Potential confounding factors were selected based on a direct acyclic graph (DAG). The DAG is a theoretical graphical model in which potential confounding factors that can distort the causal inference process are considered, allowing the identification of the minimum but sufficient set of covariates to remove confounding factors from the statistical analysis and help avoid inappropriate adjustments53,54,55. We created three DAGs to represent the association of (1) folate concentration, (2) PLP concentration, and (3) total B-12 concentration with TC, LDL-C, HDL-C, and TG concentrations, separately (Supplementary Figures S1, S2, S3), based on scientific evidence and biological plausibility of the association.
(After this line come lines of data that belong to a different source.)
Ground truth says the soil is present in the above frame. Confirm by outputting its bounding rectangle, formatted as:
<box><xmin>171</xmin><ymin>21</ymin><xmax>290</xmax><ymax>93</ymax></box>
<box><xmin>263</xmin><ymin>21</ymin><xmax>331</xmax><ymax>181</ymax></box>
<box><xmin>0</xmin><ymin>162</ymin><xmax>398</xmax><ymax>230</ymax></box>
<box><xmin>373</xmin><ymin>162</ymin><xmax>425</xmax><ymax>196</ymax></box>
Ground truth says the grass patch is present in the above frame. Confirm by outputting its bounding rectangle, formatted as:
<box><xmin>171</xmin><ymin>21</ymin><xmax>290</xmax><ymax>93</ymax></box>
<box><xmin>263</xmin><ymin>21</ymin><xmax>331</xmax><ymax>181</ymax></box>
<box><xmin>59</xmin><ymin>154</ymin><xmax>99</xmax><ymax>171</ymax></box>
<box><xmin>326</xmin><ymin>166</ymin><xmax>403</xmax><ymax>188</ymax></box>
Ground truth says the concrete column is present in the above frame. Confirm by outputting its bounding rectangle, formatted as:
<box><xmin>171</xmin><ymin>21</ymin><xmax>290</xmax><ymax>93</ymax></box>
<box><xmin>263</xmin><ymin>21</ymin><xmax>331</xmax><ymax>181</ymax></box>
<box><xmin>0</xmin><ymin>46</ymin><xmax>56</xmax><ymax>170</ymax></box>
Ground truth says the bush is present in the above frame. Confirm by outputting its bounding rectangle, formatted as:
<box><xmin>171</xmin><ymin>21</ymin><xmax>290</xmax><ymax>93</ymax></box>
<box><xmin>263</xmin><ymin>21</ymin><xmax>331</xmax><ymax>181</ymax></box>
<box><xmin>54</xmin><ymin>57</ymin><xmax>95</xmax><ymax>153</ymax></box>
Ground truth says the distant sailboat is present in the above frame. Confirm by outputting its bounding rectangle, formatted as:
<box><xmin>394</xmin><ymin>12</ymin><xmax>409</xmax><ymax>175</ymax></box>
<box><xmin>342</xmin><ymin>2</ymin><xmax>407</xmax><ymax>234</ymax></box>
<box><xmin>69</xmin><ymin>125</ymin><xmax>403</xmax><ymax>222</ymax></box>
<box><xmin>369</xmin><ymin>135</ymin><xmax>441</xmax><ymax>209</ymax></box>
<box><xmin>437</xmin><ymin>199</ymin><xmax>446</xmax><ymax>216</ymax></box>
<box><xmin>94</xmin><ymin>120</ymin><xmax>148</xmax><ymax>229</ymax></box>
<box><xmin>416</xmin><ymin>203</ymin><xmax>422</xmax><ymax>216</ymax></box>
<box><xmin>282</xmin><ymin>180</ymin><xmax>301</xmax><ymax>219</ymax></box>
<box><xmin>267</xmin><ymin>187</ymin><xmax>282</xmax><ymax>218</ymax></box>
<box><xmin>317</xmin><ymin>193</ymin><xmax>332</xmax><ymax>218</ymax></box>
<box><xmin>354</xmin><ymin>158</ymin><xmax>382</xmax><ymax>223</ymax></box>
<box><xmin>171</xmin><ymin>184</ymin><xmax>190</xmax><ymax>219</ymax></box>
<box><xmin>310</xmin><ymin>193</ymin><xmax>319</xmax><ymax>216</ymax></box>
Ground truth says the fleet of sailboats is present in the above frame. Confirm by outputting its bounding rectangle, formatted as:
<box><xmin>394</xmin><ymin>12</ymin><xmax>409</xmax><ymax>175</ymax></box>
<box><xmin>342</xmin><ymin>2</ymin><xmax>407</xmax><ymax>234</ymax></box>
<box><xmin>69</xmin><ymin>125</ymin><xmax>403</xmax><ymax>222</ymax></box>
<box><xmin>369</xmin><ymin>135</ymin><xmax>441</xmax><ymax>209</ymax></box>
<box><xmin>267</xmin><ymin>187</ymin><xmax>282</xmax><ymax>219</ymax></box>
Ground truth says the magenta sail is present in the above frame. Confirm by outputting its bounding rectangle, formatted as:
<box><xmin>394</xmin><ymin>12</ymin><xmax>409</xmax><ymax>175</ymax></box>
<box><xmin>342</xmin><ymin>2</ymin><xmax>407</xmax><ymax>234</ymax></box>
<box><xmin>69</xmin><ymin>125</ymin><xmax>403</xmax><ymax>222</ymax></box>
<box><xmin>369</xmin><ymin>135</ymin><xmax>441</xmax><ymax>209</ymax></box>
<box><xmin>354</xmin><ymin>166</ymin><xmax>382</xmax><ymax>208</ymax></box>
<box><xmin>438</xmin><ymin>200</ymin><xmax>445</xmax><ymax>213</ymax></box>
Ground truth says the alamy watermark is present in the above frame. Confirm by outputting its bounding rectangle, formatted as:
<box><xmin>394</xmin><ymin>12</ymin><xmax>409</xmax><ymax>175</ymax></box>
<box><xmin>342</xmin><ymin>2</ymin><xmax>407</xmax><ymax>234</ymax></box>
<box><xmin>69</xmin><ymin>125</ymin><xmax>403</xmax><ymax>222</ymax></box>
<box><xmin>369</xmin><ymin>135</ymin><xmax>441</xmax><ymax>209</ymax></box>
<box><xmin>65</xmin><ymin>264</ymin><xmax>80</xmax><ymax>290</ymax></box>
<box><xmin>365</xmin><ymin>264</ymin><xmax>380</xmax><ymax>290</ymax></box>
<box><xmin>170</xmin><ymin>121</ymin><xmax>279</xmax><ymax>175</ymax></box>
To build the theoretical models, we considered all possible variables that were relevant to the association of B-vitamins and lipoprotein concentrations, even those not measured in the present study (unobserved or latent variables), such as methylene tetrahydrofolate reductase (MTHFR), cholesterol 7 alpha-hydroxylase (CYP7A1), 3-hydroxy-3-methyl-glutaryl-CoA reductase (HMG-COA reductase). The inclusion of latent variables is important to evaluate possible bias from unmeasured variables. Based on the results of the DAG, the following variables were included in the adjusted model: (1) folate model: weeks of gestation, quadratic weeks of gestation, maternal age, parity, smoking, first trimester BMI and gestational dietary folate intake; (2) PLP model: weeks of gestation, quadratic weeks of gestation, maternal age, parity, smoking, first-trimester pregnancy BMI, gestational dietary B-6 intake; and (3) total B-12 model: weeks of gestation, quadratic weeks of gestation, maternal age, parity, smoking, first trimester BMI, gestational dietary B-12 intake.

All statistical analyses were performed using STATA version 15 (Statacorp LLC, College Station TX, USA). The results were considered significant at P < 0.05.